In Sine verso nec desiderio, che chiude la
sezione e tutta la silloge, il motivo dominante è il silenzio, presente fin nel titolo dell’opera e ripreso nel verso
iniziale di quest’ultima composizione. In questi versi l’io lirico rivolge a se
stesso un appassionato invito all’accettazione della solitudine e del silenzio,
al respingimento dell’illusione e all’accoglimento della morte come l’unica
presenza che non abbandona e che mantiene le promesse (…Se con la notte un brivido/ ti scuote d’inutile paura / abbràcciati
alla morte / sapendo che mai non t’abbandona;/ abbraccia la sua clemenza rude/ perché
ti scioglierà / da ogni malasorte ). Con questi echi leopardiani, l’io
lirico si dà l’ultimo comandamento: non voltarsi mai indietro per non incorrere
nella nostalgia, come detestabile
compagna / la più disutile, falsa e noiosa che ci sia.
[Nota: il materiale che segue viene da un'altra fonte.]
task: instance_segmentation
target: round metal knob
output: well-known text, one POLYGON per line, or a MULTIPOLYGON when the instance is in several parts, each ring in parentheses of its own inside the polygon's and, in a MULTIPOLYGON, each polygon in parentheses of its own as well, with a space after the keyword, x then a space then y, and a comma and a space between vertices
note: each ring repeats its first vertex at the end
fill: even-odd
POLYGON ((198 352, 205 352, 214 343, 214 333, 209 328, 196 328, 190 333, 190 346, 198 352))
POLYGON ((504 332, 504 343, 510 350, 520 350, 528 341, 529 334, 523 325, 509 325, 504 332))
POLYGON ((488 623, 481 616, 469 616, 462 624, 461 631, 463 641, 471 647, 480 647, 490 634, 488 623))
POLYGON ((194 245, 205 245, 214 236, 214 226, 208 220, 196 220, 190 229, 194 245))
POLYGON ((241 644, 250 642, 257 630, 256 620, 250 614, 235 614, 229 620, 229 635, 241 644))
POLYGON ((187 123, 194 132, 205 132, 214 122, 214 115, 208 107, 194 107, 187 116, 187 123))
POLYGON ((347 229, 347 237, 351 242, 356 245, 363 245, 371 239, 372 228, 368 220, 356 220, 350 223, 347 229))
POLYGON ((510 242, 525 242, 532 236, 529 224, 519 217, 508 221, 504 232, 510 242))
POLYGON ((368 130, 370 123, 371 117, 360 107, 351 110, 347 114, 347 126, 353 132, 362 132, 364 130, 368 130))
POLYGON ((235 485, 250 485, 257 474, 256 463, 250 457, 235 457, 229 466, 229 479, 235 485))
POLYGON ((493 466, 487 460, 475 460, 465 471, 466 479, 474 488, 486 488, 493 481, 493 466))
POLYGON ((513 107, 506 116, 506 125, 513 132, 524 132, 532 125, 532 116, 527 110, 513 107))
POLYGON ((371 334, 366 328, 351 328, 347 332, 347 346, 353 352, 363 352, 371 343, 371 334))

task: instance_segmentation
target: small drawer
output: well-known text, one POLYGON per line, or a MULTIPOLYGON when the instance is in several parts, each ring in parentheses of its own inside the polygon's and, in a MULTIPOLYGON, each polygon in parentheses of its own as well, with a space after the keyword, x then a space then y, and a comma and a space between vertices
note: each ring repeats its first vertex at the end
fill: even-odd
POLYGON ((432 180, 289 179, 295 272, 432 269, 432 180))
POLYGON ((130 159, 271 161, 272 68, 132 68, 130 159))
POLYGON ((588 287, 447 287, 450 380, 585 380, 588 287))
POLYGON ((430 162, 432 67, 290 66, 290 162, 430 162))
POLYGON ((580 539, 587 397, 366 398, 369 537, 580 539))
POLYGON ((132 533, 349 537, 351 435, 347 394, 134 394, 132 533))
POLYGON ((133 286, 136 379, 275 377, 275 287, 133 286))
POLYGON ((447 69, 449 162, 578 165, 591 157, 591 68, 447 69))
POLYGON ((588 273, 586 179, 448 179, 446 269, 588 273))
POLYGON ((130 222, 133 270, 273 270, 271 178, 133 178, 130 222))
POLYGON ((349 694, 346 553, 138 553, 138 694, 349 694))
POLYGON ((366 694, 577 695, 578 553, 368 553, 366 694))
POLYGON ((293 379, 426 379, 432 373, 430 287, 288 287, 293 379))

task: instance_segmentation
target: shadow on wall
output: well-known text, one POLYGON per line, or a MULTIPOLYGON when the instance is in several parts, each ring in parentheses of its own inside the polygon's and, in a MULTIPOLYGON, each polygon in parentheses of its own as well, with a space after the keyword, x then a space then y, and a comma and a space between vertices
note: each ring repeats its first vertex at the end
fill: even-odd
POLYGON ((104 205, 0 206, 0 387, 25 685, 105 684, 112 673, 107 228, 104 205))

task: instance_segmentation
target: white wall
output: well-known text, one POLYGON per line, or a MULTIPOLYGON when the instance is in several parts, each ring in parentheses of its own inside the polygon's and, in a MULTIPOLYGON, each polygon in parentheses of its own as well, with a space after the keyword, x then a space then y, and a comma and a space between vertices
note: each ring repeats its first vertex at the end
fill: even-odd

E qui la scrittura
poetica si appiana, abbandona la ricerca del significante aulico, si fa più
lirica, quasi sommessa, attinge al repertorio dell’eloquio quotidiano come si
conviene all’animo maturo e disincantato durante l’ultimo e conclusivo suo
atto: il corteggiamento della morte.
La
particolare scelta linguistica di Bianca Mannu conferisce alla sua poesia una
cifra facilmente riconoscibile all’interno di tutte le sue composizioni: la
poetessa, rifuggendo da parole ad effetto, va viceversa a distillare la lingua
con una mirata selezione in grado di significare con esattezza la sua poetica.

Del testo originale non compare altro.